WE cannot have a situation where we are talking about espousing national moral and values whilst we protect the corrupt and use everything within our means to ensure that justice is decided in their favour, a Lusaka rights lawyer has said.
In an interview, McQueen Zaza said words in the fight against corruption must be pragmatic. He said one cannot in one breath condemn corruption and in another embrace corrupt deeds. Zaza said it was regrettable that those that steal from government coffers are being referred to as “honourable” and highly celebrated.
“I asked my niece what she wished to become when she grows up and her response was ‘to be corrupt’. In her mind, corruption is a viable and quick avenue to being rich. She sees most people joining government with nothing but eventually become rich overnight through corruption. She sees those that steal from government coffer being referred to as honourable and highly celebrated,” he said.
“Some are still in government yet facing serious allegations of corruption. Some even drive government vehicles to attend their corruption court cases. With all this, my niece thinks being corrupt is attractive and a quick route to making money.”
Zaza said today, “corruption in Zambia is celebrated and the corrupt are becoming role models for our young people.”
He said this created a mindset in many to hero worship corruption.
“I tend to agree with her to some extent. We have created in the minds of many young people that corruption is the way to go. Many young people no longer think that hard work and education are the only equalisers to a brighter Zambia. Each time they watch television; all they see are corrupt government officials and their accomplices driving luxury cars and custom tailored suits,” Zaza noted.
He warned that as a citizenry the fight against corruption should not be reduced to being a lip service.
“But then in all this mess we are in, what should be done? Our words in the fight against corruption must be pragmatic. We can’t in one breathe condemn corruption and in another embrace corrupt deeds. We cannot have a situation where we are talking about espousing national moral and values whilst we protect the corrupt and use everything within our means to ensure that justice is decided in their favour,” Zaza said.
He said as a mechanism to fight corruption, those facing corrupt charges should be dismissed.
“We must fight corruption with total commitment and this means dismissing those facing corrupt charges in court. This will send a strong message to would be doers not to engage in the vice. It would also change the mindset created in our young people who think corruption is the new equaliser and game changer,” Zaza said.
“We must uphold the correct moral standard and pass the same to generations to come. Clearly, a rational public officer whose motivation is to maximise their benefits from their office would certainly choose to be corrupt under this political dispensation, knowing too sure that being corrupt is glorified under the current setup.”

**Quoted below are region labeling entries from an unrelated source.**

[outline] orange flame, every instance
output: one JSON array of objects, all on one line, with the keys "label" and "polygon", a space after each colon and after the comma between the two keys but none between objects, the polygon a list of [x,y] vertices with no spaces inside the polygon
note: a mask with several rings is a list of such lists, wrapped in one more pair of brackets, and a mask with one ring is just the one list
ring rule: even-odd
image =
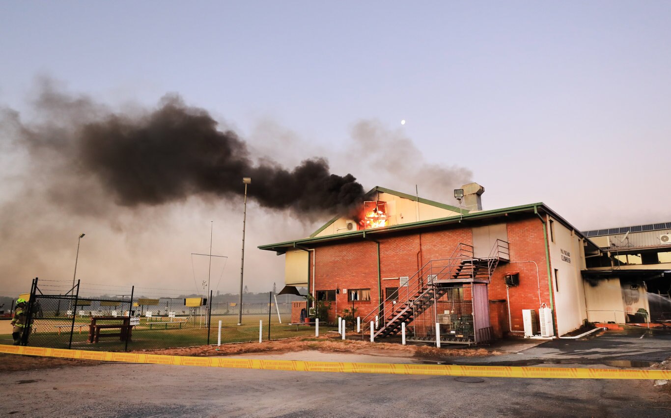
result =
[{"label": "orange flame", "polygon": [[389,224],[386,204],[378,200],[364,202],[364,220],[361,224],[364,229],[380,228]]}]

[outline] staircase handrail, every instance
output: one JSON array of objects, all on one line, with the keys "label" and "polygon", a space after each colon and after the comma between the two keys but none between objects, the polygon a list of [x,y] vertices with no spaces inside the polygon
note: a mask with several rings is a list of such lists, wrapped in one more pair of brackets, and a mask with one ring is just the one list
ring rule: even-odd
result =
[{"label": "staircase handrail", "polygon": [[[458,265],[461,263],[462,259],[468,259],[468,258],[473,257],[473,246],[469,244],[464,244],[463,242],[460,242],[457,245],[456,247],[452,251],[452,255],[450,257],[447,259],[439,259],[435,260],[430,260],[427,261],[424,265],[423,265],[417,272],[415,273],[412,276],[408,278],[408,283],[407,286],[399,286],[399,291],[397,291],[396,297],[391,297],[393,295],[386,297],[383,301],[380,302],[376,307],[373,308],[370,312],[366,315],[365,317],[362,318],[362,322],[363,322],[363,326],[362,327],[362,332],[365,332],[366,330],[370,330],[370,323],[372,319],[374,318],[376,315],[379,315],[379,313],[383,311],[383,308],[386,303],[393,303],[394,301],[397,301],[396,304],[399,303],[412,303],[414,301],[415,298],[419,296],[423,293],[423,289],[424,287],[433,285],[433,277],[435,276],[436,279],[438,277],[438,275],[443,275],[444,274],[452,274],[452,269],[456,266]],[[451,261],[458,259],[459,262],[454,263]],[[433,267],[434,263],[437,263],[441,261],[449,261],[447,266],[436,266]],[[433,269],[441,267],[441,270],[439,270],[437,273],[433,275]],[[447,273],[444,273],[445,269],[448,269],[448,272]],[[428,271],[429,273],[427,275],[426,282],[424,283],[421,280],[424,273]],[[400,284],[400,283],[399,283]],[[405,289],[403,289],[405,288]],[[381,289],[380,289],[381,290]],[[395,306],[396,304],[393,304]],[[393,314],[393,312],[392,312]],[[383,324],[386,322],[386,318],[379,318],[378,321],[382,321]]]}]

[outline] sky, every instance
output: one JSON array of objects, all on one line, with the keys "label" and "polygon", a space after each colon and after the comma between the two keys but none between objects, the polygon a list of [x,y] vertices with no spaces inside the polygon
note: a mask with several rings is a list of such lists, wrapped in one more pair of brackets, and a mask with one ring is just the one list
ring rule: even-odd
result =
[{"label": "sky", "polygon": [[[62,150],[59,165],[17,140],[166,94],[254,161],[323,157],[366,190],[454,204],[474,181],[485,209],[543,202],[582,230],[671,220],[670,17],[664,1],[0,2],[0,294],[71,281],[83,232],[76,276],[97,290],[202,291],[207,258],[191,253],[211,226],[228,257],[211,288],[237,291],[239,196],[123,206]],[[94,105],[46,115],[45,90]],[[254,188],[245,284],[267,291],[283,257],[256,247],[331,216],[262,207]]]}]

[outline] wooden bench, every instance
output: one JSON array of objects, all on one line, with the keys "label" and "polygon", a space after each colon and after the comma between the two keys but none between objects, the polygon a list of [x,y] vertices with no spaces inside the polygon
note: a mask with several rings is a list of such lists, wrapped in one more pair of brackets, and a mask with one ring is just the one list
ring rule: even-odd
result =
[{"label": "wooden bench", "polygon": [[[121,321],[121,324],[97,324],[98,321]],[[89,342],[96,344],[100,340],[101,336],[119,337],[119,341],[131,341],[133,334],[133,327],[130,325],[130,318],[127,316],[121,318],[114,318],[112,316],[98,316],[91,319],[91,324],[89,326]],[[120,332],[114,334],[100,334],[101,330],[119,330]]]}]

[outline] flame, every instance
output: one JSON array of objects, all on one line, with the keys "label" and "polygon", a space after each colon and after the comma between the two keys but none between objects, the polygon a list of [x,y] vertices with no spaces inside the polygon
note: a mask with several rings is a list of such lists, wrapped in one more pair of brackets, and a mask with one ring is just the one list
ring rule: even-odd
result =
[{"label": "flame", "polygon": [[364,202],[364,220],[361,224],[364,229],[380,228],[389,224],[386,204],[381,201]]}]

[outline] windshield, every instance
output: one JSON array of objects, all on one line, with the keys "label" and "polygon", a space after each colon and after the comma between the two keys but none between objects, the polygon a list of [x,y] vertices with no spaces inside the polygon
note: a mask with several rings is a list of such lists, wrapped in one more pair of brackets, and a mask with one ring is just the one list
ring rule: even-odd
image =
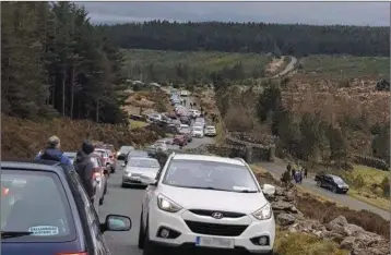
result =
[{"label": "windshield", "polygon": [[1,242],[74,240],[72,212],[57,174],[2,169],[1,183],[9,184],[7,196],[1,196],[1,232],[31,232]]},{"label": "windshield", "polygon": [[138,167],[138,168],[159,168],[158,161],[156,159],[144,159],[144,158],[132,158],[128,162],[128,167]]},{"label": "windshield", "polygon": [[345,182],[339,177],[332,177],[336,184],[345,184]]},{"label": "windshield", "polygon": [[203,160],[173,160],[163,183],[192,189],[259,192],[256,180],[246,167]]}]

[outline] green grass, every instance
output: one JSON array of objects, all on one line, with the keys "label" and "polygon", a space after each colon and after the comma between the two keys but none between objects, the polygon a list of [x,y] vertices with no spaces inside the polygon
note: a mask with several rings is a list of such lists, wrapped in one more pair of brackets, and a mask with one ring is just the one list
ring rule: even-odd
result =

He said the country had great potential to growth as it had readily available educated labour and natural resources. Zaza called on citizens to change their mindset by going back to basics of hard work and invest in education.
He emphasized that; “It is our civic duty as citizens to fight corruption and all its resemblance. This is because the money corruptly obtained affects all of us living today and the generations to come.”
Zaza said fighting corruption would not be easy considering that the corrupt have created a fulcrum of their survival from the corruption networks they have created.
“Contracts for the supply of goods and services are awarded within these networks. Corruption has robbed this country all the development it could have achieved had the money meant for projects not been misapplied. Corruption will never take us anywhere. Therefore, it is the duty of the now living to create a better atmosphere for generations to come. Proceeds of corruption are buying and building mansions and all other investments for those within these the networks,” observed Zaza.
“Justice and all it aspires to achieve is twisted to favour those in this network; the glorified thieves of our time. Nevertheless, the will of the people will eventually overcome this criminality if we fearlessly continued to fight it tooth and nail. Corruption is evil and we can never be neutral, or so to speak, be lukewarm about its fight.”